Although we took conditions that could have influenced RDW-values into account (i.e. hematologic malignancies, chronic renal failure and neutropenia), RDW-values also could have been influenced by nutritional status. This study did not take iron, vitamin B12, folic acid, erythropoietin levels into account. Additionally, blood transfusion records were not available. Though we did not correct for these factors this study shows that RDW-values are applicable for a heterogeneous group of patients and certain comorbidities or conditions should be taken into account when interpreting RDW-values.

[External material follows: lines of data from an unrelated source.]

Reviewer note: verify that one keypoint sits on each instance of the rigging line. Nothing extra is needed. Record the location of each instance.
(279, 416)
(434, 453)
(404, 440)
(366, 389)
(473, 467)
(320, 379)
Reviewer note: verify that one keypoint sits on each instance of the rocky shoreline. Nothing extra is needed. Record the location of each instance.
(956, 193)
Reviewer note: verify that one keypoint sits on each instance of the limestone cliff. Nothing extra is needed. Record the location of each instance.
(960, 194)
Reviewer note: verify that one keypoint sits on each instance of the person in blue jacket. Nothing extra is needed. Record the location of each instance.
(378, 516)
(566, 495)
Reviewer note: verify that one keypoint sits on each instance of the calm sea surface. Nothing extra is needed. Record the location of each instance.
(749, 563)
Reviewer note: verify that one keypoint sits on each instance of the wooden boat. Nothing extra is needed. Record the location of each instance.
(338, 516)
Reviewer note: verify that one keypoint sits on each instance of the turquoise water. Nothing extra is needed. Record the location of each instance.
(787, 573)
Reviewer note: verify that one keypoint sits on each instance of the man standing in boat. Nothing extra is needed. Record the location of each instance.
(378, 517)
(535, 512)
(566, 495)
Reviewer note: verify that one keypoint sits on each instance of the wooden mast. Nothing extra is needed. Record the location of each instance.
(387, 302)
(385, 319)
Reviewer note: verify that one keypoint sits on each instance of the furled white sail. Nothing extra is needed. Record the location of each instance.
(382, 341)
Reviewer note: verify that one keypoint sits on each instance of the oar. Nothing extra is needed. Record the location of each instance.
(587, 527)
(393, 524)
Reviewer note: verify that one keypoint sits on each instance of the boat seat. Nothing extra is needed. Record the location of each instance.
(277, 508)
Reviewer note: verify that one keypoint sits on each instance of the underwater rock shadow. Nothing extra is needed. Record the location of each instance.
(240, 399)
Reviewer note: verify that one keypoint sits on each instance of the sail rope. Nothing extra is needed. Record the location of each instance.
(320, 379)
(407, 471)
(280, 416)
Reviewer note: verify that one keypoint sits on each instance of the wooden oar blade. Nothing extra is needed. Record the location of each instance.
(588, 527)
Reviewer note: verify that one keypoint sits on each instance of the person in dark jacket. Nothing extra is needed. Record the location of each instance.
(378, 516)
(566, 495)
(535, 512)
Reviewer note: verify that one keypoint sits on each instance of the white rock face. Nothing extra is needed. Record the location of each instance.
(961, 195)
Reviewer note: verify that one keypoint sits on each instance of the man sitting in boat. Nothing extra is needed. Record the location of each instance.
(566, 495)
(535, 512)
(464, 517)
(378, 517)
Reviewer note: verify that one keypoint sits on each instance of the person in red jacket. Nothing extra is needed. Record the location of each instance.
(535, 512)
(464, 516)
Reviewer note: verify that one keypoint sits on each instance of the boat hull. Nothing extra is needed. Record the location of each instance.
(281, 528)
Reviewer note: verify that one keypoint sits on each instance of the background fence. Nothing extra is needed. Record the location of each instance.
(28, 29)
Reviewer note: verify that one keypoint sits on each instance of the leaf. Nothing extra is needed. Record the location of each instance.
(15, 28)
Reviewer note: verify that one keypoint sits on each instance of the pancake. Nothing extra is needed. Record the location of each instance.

Furthermore, a percentage of qSOFA (2,8%) and SIRS-scores (25,5%) could not be determined due to missing data on respiratory rates. We chose to score these as normal and analyzed the at least achieved score results. This under the assumption that if patients would have been tachypnoeic, clinicians would have entered the respiratory rate into the electronic medical file. Missing data in the ED on vital signs is a well-known problem. Especially completing all vital parameters in one single patient. Failure to register vital signs more often when they appear to be normal. Lower triage categories and less sick patients are associated with lesser recording of vital signs [37]. This could have led to underestimation of SIRS scores and to lesser extent qSOFA. To overcome this problem a complete case analysis has been performed which led to no different results.

Conclusion

RDW, a common and inexpensive laboratory measurement, usually determined in the CBC, was found to be a significant independent prognostic factor of 30-day mortality and early clinical deterioration in patients with suspected infection and has comparable prognostic accuracy compared to clinical sepsis scores as SIRS qSOFA or MEWS in predicting 30-day mortality. Therefore it can be a used as an extra marker besides these bedside scores in identifying patients at risk for worse outcome.